Hi HN,
I started this project because I was tired of BMP libraries that hide allocations, pull half of libc, or solve only one small part of the problem. There are many libbmp-style repos, but the functionality feels scattered: one does decoding, another does encoding, another works on embedded, another is single-header. In real projects this often means depending on 5–10 small libraries just to load and display images.
I wanted one predictable library instead: no allocations, one header, full control over buffers, and usable both on desktop and on microcontrollers. Something where you always know where memory comes from and where it goes.

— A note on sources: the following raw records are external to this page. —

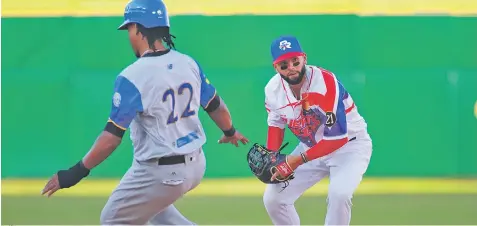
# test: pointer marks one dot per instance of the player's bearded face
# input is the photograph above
(292, 70)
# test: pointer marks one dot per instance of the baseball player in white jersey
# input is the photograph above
(333, 136)
(158, 98)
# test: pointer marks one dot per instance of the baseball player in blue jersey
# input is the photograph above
(158, 98)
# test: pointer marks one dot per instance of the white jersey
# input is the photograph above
(326, 110)
(159, 97)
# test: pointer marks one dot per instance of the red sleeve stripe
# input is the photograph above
(349, 109)
(331, 97)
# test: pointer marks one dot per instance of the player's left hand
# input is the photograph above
(286, 168)
(65, 179)
(233, 139)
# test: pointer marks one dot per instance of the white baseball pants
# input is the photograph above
(345, 168)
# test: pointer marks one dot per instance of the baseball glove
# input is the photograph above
(263, 163)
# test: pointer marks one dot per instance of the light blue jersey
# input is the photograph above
(158, 98)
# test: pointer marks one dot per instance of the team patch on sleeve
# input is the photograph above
(126, 103)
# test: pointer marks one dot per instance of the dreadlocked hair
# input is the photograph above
(156, 34)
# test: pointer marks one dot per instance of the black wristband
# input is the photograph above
(230, 132)
(73, 175)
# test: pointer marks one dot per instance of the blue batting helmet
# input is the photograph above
(148, 13)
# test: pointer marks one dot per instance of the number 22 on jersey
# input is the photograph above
(186, 112)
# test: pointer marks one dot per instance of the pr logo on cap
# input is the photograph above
(285, 45)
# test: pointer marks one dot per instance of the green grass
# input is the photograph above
(443, 209)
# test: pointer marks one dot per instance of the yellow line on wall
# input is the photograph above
(56, 8)
(253, 187)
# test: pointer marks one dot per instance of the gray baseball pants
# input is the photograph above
(148, 190)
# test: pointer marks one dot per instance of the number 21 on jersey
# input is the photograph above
(186, 112)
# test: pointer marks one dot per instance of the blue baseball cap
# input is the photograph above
(148, 13)
(285, 47)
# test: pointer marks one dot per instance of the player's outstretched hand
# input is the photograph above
(65, 178)
(233, 139)
(52, 186)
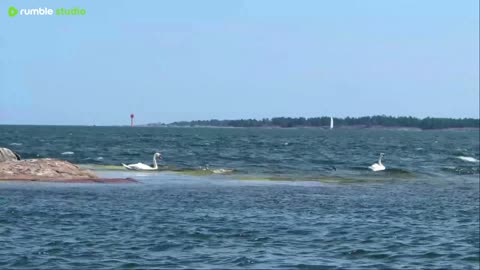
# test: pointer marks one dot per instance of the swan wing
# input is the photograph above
(140, 166)
(376, 167)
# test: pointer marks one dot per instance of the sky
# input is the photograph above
(180, 60)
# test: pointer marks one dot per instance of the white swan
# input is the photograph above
(144, 167)
(378, 166)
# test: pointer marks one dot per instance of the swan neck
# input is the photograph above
(155, 166)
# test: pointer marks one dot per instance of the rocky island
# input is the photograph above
(12, 168)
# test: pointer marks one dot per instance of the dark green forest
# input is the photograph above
(365, 122)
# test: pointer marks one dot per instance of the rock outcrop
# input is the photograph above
(7, 154)
(52, 170)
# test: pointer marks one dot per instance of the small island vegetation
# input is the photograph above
(324, 121)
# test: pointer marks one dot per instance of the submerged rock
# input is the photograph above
(7, 154)
(48, 169)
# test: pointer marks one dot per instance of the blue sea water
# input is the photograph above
(323, 209)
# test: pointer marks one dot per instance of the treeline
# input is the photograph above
(366, 121)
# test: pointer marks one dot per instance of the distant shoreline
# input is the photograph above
(376, 121)
(309, 127)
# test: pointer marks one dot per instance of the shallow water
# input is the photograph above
(266, 153)
(417, 214)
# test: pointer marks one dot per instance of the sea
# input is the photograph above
(246, 198)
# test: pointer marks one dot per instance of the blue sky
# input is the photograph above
(183, 60)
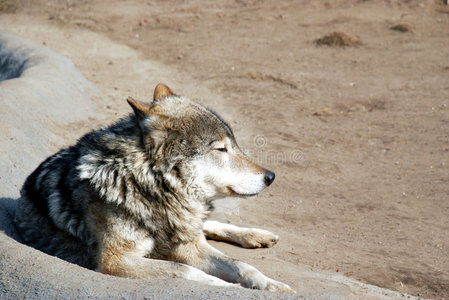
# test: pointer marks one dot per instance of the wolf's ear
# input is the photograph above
(141, 109)
(162, 91)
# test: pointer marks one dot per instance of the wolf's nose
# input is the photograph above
(269, 177)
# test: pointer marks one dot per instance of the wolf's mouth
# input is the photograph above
(233, 193)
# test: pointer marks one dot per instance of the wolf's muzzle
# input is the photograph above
(269, 177)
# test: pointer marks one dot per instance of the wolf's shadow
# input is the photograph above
(7, 213)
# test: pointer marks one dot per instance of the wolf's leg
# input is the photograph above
(124, 259)
(246, 237)
(204, 257)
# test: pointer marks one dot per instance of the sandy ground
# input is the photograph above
(358, 136)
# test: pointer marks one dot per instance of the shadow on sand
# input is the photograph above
(7, 214)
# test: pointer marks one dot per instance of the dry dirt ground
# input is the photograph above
(358, 135)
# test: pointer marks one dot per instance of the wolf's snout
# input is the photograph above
(269, 177)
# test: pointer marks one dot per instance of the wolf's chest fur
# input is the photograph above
(107, 178)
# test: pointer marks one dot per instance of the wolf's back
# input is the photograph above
(51, 211)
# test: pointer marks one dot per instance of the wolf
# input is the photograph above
(132, 199)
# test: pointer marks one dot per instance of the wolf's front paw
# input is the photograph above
(258, 238)
(276, 286)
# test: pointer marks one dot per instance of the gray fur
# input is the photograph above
(135, 191)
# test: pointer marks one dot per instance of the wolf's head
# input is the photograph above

Over time, I got more and more into it and started optimizing around what I call ESS: Energy, Speed, Small binary. I added fast paths for common 24/32bpp BMPs, removed unnecessary branching in hot loops, and focused on predictable performance. For embedded systems, I added a streaming decoder that can write directly into LCD/DMA via callbacks, and even decode only a clipped rectangle to save CPU time and power.
The result is TurboLibBMP: a single-header, stb-style BMP decoder and encoder in C, with no allocations, no stdio, no hidden buffers, and full user control over memory and behavior. It is GPL-3.0 and works in both C and C++.
I built this mainly for my own low-level and embedded projects, but I’m sharing it in case others find it useful. I would really appreciate feedback on the API design, edge cases, and whether this approach makes sense in real projects.
Repo:
https://github.com/Ferki-git-creator/turbo-lib-bmp